Я обвел взглядом банду.
— Значит так. Шесть-семь копеек за фунт — это отлично, — протянул я.
— Но они ж все слитки просят, — подал голос Кремень. — Где мы им слитки возьмем? Костер на чердаке разведем? Так нас по дыму сразу вычислят.
— Разве мы дураки здесь делать? Уж найдем тихое местечко, где костер развести да сплавить все. Да и вон есть кого на дело поставить. Костю-студента.
Достав из кучи шмеля два гривенника, я подбросил их на ладони.
— Шмыга, Бекас. Завтра утром купите на эти деньги нормального хлеба и молока мелюзге.
Парни сгребли монеты, глаза их азартно блеснули.
Я ссыпал оставшееся обратно в шмель и затянул шнурок. Кремень и пацаны все еще сверлили взглядами кошелек, но я уже переключился.
— Ладно, с медью закончили. Теперь к серьезному делу. — Я посмотрел на Шмыгу, который сидел ближе всех к огарку свечи. — Шмыга, где вы там замки правильные углядели, помните? Глуховские.
Шмыга приосанился, чувствуя важность момента, и зашмыгал носом еще активнее.
— Помню, как не помнить! Мы весь день ноги сбивали.
— Сегодня ночью пойдем смотреть. Пощупаем подходы.
— Сегодня? — Кремень удивленно вскинул брови.
— Ночью охрана расслабляется, а дворники дрыхнут. Нам не вскрывать его сейчас, а срисовать обстановку. Где городовой стоит, как проулок просматривается, нет ли лишних засовов изнутри. Шмыга и Кот, покажете. А сейчас быстрый ужин — и всем спать, — скомандовал я. — Нужно пару часов перехватить.

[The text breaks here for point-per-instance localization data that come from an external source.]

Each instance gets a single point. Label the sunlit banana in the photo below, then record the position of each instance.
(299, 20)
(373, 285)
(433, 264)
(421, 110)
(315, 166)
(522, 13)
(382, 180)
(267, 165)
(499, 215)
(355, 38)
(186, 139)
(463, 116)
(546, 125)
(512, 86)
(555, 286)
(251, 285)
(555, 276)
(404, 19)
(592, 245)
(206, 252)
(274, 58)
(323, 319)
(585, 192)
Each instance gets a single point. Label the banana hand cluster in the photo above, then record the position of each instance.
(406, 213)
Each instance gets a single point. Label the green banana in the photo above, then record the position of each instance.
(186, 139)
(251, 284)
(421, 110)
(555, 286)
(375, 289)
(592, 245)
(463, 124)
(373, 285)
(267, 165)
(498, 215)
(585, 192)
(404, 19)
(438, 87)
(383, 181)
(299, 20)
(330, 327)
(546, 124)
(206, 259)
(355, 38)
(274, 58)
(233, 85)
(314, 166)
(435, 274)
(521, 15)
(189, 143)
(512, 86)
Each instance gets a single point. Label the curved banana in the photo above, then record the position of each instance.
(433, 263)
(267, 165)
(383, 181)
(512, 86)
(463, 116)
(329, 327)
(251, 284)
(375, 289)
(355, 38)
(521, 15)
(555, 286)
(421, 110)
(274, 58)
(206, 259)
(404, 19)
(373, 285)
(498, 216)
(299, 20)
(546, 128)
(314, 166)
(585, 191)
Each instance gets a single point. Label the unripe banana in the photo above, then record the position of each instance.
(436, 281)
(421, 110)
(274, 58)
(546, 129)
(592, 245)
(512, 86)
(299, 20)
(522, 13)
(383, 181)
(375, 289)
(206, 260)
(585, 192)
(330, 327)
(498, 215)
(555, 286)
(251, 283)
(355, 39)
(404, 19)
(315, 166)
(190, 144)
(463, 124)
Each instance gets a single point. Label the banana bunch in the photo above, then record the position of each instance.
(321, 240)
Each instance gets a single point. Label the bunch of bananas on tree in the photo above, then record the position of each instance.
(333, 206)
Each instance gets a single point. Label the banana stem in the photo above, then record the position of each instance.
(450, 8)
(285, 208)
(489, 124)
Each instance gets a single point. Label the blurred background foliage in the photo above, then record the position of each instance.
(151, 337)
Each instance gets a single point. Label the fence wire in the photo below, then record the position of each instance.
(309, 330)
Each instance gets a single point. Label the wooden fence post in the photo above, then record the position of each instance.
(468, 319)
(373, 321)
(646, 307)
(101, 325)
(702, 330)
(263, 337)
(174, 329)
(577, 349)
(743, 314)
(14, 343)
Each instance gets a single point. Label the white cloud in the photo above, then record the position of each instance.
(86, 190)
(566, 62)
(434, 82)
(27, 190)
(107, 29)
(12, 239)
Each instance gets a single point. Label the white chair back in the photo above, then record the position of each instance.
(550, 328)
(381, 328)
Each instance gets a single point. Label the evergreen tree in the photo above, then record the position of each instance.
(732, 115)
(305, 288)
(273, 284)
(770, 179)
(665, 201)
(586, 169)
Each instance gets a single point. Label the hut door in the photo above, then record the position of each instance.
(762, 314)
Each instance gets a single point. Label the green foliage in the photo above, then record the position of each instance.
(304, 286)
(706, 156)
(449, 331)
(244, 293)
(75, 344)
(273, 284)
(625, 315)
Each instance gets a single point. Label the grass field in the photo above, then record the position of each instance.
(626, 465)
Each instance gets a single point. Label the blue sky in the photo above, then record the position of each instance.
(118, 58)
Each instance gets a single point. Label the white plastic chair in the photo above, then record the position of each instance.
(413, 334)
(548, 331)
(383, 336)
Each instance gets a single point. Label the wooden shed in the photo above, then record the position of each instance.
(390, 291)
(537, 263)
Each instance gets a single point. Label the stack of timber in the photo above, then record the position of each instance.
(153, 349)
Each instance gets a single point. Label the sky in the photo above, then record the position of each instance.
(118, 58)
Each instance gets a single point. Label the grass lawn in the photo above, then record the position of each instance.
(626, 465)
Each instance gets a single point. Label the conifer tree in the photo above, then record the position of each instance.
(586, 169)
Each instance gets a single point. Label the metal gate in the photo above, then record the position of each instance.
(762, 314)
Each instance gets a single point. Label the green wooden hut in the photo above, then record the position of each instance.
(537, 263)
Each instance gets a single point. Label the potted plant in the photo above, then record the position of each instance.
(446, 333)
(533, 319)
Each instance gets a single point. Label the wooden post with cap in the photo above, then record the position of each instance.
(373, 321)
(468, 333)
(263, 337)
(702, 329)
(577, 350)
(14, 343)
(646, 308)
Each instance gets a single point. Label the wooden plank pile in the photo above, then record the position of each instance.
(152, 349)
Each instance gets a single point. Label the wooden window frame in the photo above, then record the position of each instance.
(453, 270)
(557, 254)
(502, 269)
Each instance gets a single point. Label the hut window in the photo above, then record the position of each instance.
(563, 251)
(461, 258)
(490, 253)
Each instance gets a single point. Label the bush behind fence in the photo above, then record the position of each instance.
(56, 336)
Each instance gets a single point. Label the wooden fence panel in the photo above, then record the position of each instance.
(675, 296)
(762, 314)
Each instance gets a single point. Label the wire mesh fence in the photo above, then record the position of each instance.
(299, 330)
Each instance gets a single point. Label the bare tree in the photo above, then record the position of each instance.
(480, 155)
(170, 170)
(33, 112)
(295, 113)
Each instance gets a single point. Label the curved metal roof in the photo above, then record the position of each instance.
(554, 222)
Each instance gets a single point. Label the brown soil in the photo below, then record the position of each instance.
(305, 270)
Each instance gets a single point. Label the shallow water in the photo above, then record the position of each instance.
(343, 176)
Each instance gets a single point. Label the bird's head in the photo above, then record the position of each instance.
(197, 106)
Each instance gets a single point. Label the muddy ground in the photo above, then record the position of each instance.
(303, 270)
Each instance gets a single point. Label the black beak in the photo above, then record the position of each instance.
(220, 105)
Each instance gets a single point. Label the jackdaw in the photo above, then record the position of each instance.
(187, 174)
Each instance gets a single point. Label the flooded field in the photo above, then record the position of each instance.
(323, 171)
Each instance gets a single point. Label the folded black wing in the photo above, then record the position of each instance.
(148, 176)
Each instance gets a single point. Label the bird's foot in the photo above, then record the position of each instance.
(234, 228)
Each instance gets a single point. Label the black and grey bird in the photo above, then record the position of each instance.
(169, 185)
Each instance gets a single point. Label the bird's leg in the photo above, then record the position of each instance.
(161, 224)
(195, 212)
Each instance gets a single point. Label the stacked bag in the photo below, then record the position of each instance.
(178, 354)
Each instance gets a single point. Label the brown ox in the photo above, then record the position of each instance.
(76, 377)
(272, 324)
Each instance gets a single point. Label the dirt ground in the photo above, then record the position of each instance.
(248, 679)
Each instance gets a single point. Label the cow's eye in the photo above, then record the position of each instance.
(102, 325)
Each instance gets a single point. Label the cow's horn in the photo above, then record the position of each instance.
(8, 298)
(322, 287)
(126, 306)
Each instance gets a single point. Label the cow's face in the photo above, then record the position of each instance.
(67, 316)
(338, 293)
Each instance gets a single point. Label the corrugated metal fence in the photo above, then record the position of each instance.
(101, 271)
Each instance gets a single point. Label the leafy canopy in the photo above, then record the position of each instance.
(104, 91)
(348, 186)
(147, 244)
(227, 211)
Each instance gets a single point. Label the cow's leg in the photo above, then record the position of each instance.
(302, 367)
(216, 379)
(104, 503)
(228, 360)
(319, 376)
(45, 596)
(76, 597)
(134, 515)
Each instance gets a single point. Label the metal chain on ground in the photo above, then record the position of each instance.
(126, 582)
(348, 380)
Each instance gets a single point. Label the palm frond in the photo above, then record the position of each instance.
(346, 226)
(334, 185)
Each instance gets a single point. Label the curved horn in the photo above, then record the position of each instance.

Ужин был коротким и спартанским: черствые сухари, остатки рыбы, запили все водой. На чердаке быстро воцарилась тишина. Мелюзга сбилась в кучу на рогоже, согревая друг друга. Кремень завалился в углу и почти сразу выдал мерный храп. Я тоже закрыл глаза, давая телу необходимую передышку, но мозг продолжал работать, прокручивая карту района. Сон был чутким, профессиональным.
Проснулся я ночью, когда город погрузился в самую густую, мертвую тишину. Разбудил остальных.
Мы скользнули к выходу, стараясь не скрипеть досками. С лестницы тянуло холодом и сыростью. На улице Петербург встретил нас пустыми глазницами окон и редкими, едва тлеющими газовыми фонарями.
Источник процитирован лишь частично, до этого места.